The YRC problem considers a weak agent, called a novice, who is asked to perform a novel task. Since the task is novel, this agent alone can’t achieve a high score on the task. Fortunately, an expert who has mastered the task is present to help. Nevertheless, each help request made to the expert incurs a cost. The problem is to achieve the highest score on the task, where the score includes penalties for the help requests made.

In the context of the a dual cognitive system, the two agents represent the two component systems. But YRC is fundamentally a general problem that concerns the coordination of any two agents.

2. The Coordinator¶

The coordinator is a policy that decides at each step whether the novice or the expert will make the decision. In our standard setting, the coordinator is a component of the novice, so it has access to the environment observation given to the novice and can observe the novice’s internal computations while this agent is making a decision.
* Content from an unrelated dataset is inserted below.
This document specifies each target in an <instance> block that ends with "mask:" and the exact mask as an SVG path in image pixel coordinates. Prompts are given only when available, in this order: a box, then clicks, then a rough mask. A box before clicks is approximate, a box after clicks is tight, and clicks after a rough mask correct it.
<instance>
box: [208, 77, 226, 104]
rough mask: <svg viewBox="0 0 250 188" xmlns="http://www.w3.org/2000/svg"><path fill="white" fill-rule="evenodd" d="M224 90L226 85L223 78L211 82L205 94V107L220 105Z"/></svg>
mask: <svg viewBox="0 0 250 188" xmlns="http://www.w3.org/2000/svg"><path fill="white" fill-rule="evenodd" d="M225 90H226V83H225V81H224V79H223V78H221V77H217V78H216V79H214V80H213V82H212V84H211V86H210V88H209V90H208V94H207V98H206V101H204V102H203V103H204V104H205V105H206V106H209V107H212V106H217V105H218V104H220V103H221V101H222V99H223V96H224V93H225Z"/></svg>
Meanwhile, the expert is a black box to the coordinator. But our package supports other settings such as an transparent expert.

The YRC problem is essentially a POMDP for the coordinator, where the action is binary (request help from the expert or not).

3. The Coordination Environment (CoordEnv)¶

CoordEnv is our implementation of the POMDP presented to the coordinator. It follows the OpenGym API with some special requirements (see “Tutorials” for more details). This familiar interface allows easy integration of existing methods to tackle YRC.

A CoordEnv is made up of a base environment, a novice, and an expert. When a coordinator makes a (binary) decision, the CoordEnv queries the novice or the expert to get an environment action. This action is fed into the base environment to change the current environment state and obtain the environment reward. An expert-request cost is subtracted from the environment reward to yield the final reward of the step.

4. Coordination Cost¶

We considers two types of cost: the cost of providing assistance (expert-assistance cost) and the cost of switching from one agent to the other (context-switching cost). Our package allows users to flexibly specify these costs. The reward at each time step of a CoordEnv is computed as:

\[r_t = R(s_t, a_t) - \mathbf{1}\{ x_t = expert \} \cdot \alpha \cdot BP - \mathbf{1}\{ x_t \neq x_{t - 1} \} \cdot \beta \cdot BP\]

where \(R(s, a)\) is the base environment’s reward function, \(x_t\) denotes the agent currently taking control, \(BP\) is a user-specified base per-step penalty, and \(\alpha\), \(\beta\) are user-specified cost weights.

5. The YRC-0 Problem¶

YRC-0 is the most difficult setting of YRC. YRC-0 assumes that for training the coordinator, the test tasks (or the test task distribution) and the expert will not be available. Moreover, the training and test distriubtions differ. The problem essentially requires generalization to novel environments and collaborators.

YRC-0 motivates the development of unsupervised methods for YRC. Even when one cannot solve YRC-0 perfectly, solutions to this problem can significantly reduce the amount of supervision required to solve YRC.

YRC-0 introduces the challenge of policy validation. In a setting where the training and test conditions are similar, one can evaluate a policy on the training conditions and the performance provides a reliable signal to select the best policy for testing. That is impossible with YRC-0. An agent must somehow be anticipate how good it is at collaborating with another agent, despite being trained in isolation in different environments.